What Is Staked Olympus? Overview, Features, and Benefits SOHM
Staked Olympus (SOHM) is a staking token within the Olympus DAO ecosystem. SOHM represents a claim on staked OHM tokens and accrues rebasing rewards. It functions as a liquid representation of participation in the Olympus protocol’s treasury-backed currency model.
Protocol architecture
SOHM operates on the Ethereum blockchain using the Olympus DAO protocol. The system processes staking using smart contracts with rebasing mechanics. A decentralized treasury backs the protocol assets and distributes rewards to stakers. The protocol uses on-chain governance to adjust parameters and maintain stability.
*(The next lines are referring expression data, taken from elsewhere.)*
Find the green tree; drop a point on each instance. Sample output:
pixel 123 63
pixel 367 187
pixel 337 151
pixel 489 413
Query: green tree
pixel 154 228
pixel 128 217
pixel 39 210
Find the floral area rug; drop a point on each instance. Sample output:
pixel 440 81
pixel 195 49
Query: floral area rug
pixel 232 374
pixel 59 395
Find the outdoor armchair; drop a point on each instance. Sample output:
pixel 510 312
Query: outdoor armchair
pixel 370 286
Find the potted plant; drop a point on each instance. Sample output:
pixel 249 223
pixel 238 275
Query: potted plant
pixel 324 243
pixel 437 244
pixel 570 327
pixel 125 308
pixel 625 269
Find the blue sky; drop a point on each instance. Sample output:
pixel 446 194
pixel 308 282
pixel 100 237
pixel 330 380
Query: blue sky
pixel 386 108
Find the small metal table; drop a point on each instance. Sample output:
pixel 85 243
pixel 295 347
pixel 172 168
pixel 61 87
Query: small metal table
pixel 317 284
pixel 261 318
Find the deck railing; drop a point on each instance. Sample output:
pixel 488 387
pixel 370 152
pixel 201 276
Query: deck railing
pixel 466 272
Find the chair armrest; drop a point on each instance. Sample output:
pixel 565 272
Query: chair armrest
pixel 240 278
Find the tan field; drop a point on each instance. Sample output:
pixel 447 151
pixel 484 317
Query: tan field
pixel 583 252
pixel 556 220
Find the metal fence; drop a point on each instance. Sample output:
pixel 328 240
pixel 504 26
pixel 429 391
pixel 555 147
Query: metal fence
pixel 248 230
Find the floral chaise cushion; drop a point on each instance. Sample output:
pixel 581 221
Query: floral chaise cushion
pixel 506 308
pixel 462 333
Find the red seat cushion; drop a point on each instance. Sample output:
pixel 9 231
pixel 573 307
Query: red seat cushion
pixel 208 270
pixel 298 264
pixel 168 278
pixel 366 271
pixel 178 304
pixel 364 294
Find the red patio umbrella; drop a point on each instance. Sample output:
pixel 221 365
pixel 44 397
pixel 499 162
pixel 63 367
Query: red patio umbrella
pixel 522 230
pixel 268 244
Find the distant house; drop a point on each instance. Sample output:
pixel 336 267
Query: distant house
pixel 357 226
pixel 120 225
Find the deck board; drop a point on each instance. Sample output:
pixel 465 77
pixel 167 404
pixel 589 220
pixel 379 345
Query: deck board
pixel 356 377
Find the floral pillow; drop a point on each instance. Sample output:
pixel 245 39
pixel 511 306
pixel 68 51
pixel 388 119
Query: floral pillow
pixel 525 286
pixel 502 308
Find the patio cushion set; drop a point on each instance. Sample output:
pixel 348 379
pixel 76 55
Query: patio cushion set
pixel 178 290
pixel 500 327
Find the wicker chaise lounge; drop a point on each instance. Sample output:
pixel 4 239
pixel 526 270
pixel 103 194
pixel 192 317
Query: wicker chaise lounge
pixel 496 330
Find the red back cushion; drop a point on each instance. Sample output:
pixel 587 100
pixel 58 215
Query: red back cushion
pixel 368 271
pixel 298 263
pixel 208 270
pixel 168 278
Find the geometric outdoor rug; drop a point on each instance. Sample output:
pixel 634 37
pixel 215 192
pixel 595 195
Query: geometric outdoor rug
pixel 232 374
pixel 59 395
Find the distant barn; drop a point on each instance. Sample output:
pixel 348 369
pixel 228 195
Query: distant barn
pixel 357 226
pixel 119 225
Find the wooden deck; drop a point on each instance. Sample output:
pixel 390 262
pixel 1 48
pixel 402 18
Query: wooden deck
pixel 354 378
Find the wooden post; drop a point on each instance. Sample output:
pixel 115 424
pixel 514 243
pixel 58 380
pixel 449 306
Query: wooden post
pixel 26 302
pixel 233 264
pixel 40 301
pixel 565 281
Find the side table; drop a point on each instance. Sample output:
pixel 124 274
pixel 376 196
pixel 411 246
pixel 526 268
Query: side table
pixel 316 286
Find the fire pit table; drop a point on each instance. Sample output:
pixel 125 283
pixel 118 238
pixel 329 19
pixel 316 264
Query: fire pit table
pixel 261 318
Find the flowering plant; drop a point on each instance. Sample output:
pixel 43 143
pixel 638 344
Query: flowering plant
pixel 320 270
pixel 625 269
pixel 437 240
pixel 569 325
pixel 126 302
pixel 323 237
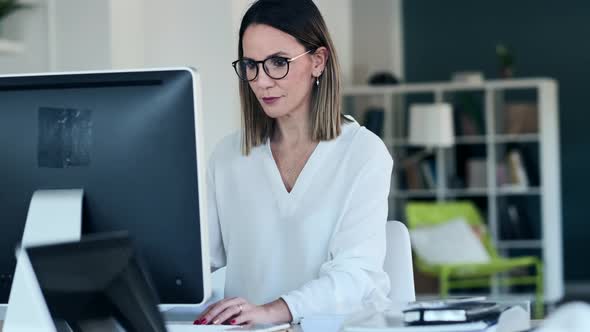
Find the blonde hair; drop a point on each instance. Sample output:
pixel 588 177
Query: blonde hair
pixel 302 20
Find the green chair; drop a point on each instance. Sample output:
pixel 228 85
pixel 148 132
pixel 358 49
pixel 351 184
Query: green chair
pixel 466 276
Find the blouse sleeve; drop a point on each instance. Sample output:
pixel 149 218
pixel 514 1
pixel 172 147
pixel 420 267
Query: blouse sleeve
pixel 353 278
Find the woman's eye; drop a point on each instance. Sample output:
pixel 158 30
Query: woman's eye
pixel 250 65
pixel 278 61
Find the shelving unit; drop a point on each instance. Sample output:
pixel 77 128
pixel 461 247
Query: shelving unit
pixel 542 196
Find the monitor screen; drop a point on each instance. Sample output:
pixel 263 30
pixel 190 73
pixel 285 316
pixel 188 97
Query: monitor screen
pixel 96 279
pixel 129 139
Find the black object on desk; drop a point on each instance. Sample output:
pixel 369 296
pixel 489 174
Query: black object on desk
pixel 131 141
pixel 98 278
pixel 441 312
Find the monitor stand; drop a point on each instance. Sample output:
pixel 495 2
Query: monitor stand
pixel 54 216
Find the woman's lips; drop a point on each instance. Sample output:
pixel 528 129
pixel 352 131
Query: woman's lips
pixel 270 100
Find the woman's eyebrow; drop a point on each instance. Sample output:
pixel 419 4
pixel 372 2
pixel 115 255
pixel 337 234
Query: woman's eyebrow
pixel 279 53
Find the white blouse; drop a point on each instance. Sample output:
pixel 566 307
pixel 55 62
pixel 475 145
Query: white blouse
pixel 320 247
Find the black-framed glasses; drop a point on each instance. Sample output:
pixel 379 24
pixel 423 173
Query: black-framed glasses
pixel 276 67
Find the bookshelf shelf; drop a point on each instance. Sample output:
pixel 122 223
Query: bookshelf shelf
pixel 484 153
pixel 517 192
pixel 9 47
pixel 475 139
pixel 519 244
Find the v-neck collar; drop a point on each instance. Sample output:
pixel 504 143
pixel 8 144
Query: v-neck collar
pixel 286 200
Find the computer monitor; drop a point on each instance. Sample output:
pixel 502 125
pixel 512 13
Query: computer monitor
pixel 99 281
pixel 131 141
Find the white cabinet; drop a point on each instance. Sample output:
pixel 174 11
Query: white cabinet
pixel 494 122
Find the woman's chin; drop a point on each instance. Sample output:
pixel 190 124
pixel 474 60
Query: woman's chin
pixel 273 113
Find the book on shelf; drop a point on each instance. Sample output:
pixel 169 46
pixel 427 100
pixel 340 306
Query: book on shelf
pixel 516 219
pixel 517 174
pixel 477 173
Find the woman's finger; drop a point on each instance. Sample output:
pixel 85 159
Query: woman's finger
pixel 228 314
pixel 211 316
pixel 201 319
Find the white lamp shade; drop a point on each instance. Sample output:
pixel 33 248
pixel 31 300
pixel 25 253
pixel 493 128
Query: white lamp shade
pixel 431 125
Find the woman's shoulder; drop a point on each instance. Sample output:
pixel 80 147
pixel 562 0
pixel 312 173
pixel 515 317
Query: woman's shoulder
pixel 364 144
pixel 227 149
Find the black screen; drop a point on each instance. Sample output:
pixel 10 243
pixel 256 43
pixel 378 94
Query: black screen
pixel 128 140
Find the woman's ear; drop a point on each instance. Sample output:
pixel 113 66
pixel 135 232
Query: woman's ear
pixel 319 59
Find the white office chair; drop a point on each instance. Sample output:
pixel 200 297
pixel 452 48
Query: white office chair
pixel 398 263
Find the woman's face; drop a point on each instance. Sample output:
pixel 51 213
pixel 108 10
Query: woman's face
pixel 291 94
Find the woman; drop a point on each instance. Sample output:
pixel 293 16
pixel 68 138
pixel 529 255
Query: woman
pixel 298 200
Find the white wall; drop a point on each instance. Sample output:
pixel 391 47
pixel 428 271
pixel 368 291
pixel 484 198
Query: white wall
pixel 198 34
pixel 119 34
pixel 90 34
pixel 338 17
pixel 30 28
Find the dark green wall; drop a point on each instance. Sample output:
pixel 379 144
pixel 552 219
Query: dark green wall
pixel 550 39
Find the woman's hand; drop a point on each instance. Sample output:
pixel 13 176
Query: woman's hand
pixel 238 311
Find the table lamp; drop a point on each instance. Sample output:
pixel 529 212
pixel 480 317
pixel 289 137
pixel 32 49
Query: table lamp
pixel 431 126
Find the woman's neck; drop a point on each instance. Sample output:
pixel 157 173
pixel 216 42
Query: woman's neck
pixel 293 129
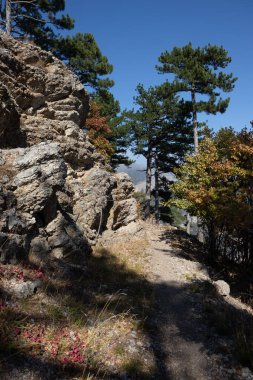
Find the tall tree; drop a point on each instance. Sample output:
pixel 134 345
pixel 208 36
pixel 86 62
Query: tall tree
pixel 38 21
pixel 199 71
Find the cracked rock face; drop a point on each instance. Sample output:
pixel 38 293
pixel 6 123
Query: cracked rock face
pixel 57 195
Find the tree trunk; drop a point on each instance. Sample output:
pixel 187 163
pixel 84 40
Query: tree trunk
pixel 157 216
pixel 194 120
pixel 8 17
pixel 148 183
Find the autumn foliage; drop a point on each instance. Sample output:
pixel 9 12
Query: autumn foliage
pixel 99 130
pixel 216 185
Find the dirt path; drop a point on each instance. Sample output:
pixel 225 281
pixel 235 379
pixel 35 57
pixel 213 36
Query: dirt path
pixel 187 348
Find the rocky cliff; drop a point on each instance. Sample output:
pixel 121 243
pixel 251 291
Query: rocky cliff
pixel 57 195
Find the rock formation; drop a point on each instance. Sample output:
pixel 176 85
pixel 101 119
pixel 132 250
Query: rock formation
pixel 57 194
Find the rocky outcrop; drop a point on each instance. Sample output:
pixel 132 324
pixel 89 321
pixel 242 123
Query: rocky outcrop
pixel 57 195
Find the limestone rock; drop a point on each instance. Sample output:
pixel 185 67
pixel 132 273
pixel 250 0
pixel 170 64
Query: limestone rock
pixel 57 194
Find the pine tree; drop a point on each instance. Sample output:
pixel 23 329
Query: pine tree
pixel 199 72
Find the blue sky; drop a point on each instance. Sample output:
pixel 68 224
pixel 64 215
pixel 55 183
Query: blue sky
pixel 132 34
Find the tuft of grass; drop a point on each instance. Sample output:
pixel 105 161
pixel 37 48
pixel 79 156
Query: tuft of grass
pixel 83 322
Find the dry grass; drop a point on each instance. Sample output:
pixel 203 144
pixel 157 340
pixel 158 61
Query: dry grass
pixel 87 324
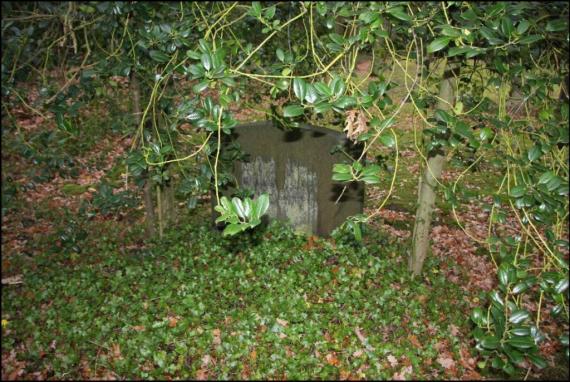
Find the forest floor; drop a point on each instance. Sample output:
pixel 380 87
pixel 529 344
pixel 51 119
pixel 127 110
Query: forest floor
pixel 85 295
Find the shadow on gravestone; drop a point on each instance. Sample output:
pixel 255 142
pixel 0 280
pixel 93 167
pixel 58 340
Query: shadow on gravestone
pixel 294 168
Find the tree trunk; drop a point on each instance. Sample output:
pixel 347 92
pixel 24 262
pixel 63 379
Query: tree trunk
pixel 168 202
pixel 428 183
pixel 149 208
pixel 147 197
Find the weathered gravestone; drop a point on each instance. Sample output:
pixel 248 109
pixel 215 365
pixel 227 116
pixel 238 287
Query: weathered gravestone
pixel 294 167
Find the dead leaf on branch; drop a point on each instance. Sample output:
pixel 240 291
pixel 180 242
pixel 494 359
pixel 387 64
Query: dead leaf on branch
pixel 402 375
pixel 356 124
pixel 446 361
pixel 17 279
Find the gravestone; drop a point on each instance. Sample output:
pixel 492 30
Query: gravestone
pixel 294 167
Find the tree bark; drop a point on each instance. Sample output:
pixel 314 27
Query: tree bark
pixel 150 217
pixel 428 183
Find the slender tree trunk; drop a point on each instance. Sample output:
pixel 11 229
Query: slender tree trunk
pixel 168 204
pixel 147 190
pixel 428 183
pixel 149 208
pixel 160 211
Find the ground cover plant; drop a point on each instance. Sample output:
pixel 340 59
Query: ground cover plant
pixel 117 122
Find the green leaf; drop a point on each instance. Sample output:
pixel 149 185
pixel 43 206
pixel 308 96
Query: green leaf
pixel 561 286
pixel 232 229
pixel 521 332
pixel 557 25
pixel 239 207
pixel 477 316
pixel 508 368
pixel 370 179
pixel 520 287
pixel 518 316
pixel 323 89
pixel 388 140
pixel 206 61
pixel 158 56
pixel 490 342
pixel 341 177
pixel 521 342
pixel 438 44
pixel 356 231
pixel 199 87
pixel 553 183
pixel 322 107
pixel 522 26
pixel 293 111
pixel 256 8
pixel 311 94
pixel 485 133
pixel 344 102
pixel 193 54
pixel 338 87
pixel 507 26
pixel 449 31
pixel 530 39
pixel 261 204
pixel 455 51
pixel 546 177
pixel 399 13
pixel 518 191
pixel 341 168
pixel 270 12
pixel 515 356
pixel 537 361
pixel 300 88
pixel 496 297
pixel 534 153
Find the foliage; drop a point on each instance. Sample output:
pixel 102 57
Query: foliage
pixel 220 49
pixel 241 215
pixel 289 312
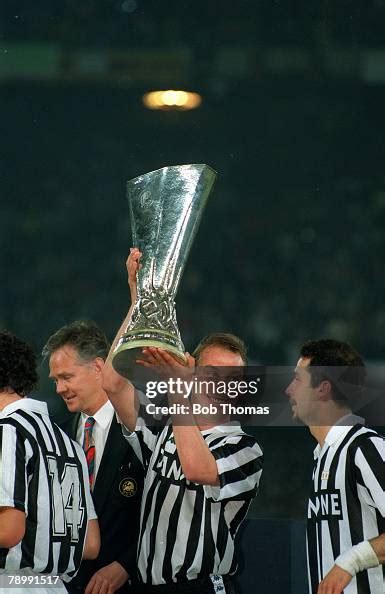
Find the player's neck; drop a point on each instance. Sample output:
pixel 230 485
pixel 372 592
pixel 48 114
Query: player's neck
pixel 8 396
pixel 99 400
pixel 319 432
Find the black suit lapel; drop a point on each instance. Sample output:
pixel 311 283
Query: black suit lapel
pixel 113 455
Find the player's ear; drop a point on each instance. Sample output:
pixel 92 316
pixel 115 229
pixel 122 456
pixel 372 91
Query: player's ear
pixel 98 364
pixel 324 390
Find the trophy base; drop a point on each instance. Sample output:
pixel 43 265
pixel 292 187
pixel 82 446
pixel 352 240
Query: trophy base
pixel 130 346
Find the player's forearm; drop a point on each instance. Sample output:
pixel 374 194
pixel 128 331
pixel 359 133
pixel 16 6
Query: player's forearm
pixel 198 463
pixel 92 542
pixel 120 332
pixel 378 545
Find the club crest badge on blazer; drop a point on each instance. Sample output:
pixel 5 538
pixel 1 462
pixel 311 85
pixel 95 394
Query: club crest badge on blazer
pixel 128 487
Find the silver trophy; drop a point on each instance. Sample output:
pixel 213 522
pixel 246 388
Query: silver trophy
pixel 165 209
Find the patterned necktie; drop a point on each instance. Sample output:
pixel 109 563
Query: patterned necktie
pixel 89 448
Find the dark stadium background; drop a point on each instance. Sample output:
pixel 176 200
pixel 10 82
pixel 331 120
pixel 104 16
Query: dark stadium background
pixel 291 245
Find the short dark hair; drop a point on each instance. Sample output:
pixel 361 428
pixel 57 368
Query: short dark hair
pixel 337 362
pixel 228 341
pixel 84 336
pixel 17 364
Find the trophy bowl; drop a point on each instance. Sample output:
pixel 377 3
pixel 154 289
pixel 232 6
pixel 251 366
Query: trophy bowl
pixel 166 206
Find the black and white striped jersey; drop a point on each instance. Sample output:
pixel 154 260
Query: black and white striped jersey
pixel 347 503
pixel 187 529
pixel 44 474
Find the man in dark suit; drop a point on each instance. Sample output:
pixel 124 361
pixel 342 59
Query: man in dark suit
pixel 76 355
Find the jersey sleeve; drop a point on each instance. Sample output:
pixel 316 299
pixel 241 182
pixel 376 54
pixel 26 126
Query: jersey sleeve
pixel 370 464
pixel 239 461
pixel 15 453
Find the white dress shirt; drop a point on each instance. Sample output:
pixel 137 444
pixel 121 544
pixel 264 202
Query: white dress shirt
pixel 103 419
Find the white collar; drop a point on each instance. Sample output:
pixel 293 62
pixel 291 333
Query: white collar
pixel 102 416
pixel 28 404
pixel 339 430
pixel 231 427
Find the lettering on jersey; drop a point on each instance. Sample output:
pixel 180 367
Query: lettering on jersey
pixel 168 465
pixel 325 505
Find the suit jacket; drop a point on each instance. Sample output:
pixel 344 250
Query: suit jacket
pixel 117 493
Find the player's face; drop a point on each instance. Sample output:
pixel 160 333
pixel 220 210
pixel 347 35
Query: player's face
pixel 303 398
pixel 224 364
pixel 217 356
pixel 77 382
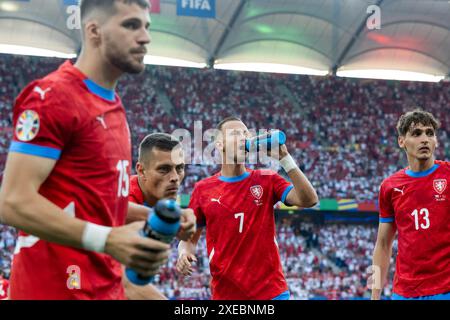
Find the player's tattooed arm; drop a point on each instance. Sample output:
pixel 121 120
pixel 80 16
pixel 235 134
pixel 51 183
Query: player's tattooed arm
pixel 186 254
pixel 188 225
pixel 136 212
pixel 303 194
pixel 382 257
pixel 23 207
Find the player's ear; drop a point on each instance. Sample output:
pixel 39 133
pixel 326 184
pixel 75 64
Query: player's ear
pixel 92 32
pixel 401 142
pixel 140 170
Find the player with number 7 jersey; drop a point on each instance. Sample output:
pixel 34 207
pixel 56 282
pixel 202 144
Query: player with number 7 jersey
pixel 415 202
pixel 236 206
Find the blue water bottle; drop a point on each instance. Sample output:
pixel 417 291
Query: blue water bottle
pixel 275 137
pixel 163 224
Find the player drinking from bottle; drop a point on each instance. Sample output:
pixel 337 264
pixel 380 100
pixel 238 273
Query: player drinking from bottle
pixel 236 206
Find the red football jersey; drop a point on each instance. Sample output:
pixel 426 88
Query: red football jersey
pixel 418 203
pixel 69 118
pixel 4 285
pixel 239 217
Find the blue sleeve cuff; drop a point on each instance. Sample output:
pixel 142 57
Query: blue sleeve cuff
pixel 286 192
pixel 35 150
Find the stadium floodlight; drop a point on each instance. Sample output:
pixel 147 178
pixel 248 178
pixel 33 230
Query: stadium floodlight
pixel 32 51
pixel 270 67
pixel 390 75
pixel 166 61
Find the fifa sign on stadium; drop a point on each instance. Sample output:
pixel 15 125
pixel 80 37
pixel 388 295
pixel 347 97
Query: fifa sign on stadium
pixel 197 8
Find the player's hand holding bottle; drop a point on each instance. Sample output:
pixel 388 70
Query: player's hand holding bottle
pixel 144 255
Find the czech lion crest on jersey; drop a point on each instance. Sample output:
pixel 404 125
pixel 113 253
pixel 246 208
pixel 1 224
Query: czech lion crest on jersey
pixel 27 126
pixel 440 185
pixel 257 191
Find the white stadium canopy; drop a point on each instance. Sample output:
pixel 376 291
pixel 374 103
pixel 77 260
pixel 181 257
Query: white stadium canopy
pixel 294 36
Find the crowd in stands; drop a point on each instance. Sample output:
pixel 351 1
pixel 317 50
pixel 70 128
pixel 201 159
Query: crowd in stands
pixel 310 264
pixel 341 132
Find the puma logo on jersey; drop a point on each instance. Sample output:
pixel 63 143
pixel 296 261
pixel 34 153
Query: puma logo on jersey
pixel 102 121
pixel 216 200
pixel 41 92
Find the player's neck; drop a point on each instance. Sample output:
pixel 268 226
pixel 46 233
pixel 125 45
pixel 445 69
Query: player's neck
pixel 417 165
pixel 233 170
pixel 148 199
pixel 101 72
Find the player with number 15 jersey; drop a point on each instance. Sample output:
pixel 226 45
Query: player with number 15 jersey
pixel 67 117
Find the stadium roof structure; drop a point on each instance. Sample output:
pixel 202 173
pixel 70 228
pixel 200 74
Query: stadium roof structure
pixel 294 36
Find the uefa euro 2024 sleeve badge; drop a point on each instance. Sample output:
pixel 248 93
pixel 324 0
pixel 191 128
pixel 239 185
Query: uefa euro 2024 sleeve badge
pixel 27 126
pixel 74 280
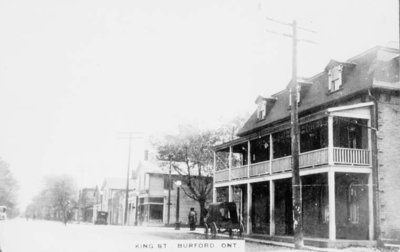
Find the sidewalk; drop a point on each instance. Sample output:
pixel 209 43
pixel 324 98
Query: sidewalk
pixel 291 245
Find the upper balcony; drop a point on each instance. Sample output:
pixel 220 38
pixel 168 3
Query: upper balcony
pixel 329 140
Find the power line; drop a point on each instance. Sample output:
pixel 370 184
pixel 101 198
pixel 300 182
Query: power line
pixel 130 137
pixel 294 118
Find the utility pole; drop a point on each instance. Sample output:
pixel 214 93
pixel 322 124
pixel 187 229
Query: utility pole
pixel 127 180
pixel 294 132
pixel 130 137
pixel 169 188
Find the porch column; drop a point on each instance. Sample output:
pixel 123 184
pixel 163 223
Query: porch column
pixel 249 206
pixel 271 153
pixel 215 169
pixel 330 140
pixel 230 193
pixel 230 162
pixel 370 208
pixel 248 158
pixel 332 206
pixel 214 194
pixel 271 208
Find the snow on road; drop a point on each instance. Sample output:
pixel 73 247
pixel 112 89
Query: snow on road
pixel 20 235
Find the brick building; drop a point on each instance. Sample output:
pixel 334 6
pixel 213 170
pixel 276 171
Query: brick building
pixel 112 199
pixel 86 201
pixel 349 116
pixel 153 196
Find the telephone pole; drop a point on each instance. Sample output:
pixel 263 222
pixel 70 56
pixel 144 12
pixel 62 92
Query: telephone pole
pixel 127 180
pixel 130 137
pixel 294 133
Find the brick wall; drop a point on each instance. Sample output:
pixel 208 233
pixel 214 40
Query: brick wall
pixel 389 165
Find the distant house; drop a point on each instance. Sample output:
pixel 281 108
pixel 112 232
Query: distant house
pixel 153 191
pixel 349 117
pixel 113 193
pixel 87 199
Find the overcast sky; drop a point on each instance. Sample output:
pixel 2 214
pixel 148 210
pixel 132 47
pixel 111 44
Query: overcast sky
pixel 76 73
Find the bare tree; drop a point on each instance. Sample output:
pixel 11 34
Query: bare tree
pixel 191 155
pixel 8 189
pixel 56 199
- Staking contracts handle reward distribution
- Rebasing logic updates balances automatically
- Treasury assets secure protocol value
- Governance modules process policy changes
Staked Olympus mechanics
SOHM accrues value by processing rebasing rewards from the Olympus treasury. Staking OHM mints SOHM, which receives proportional rewards per epoch. The protocol uses a dynamic supply mechanism based on treasury growth. Token holders receive new SOHM automatically as the protocol rebase occurs.
Application domains
SOHM is used in DeFi protocols for earning staking yield, liquidity provision, and treasury management. It integrates with lending and borrowing platforms as a collateral asset. SOHM can be used in DAO governance and policy proposals.
- Yield strategies in decentralized finance
- Collateral in lending protocols
- Treasury-backed asset for DAOs
- Participation in governance voting
SOHM ecosystem
SOHM serves as a key asset in the Olympus DAO ecosystem. It interacts with various DeFi protocols for liquidity, lending, and governance. The SOHM market position is influenced by Olympus treasury size and reward rate. Adoption metrics include staked supply, protocol TVL, and integration count.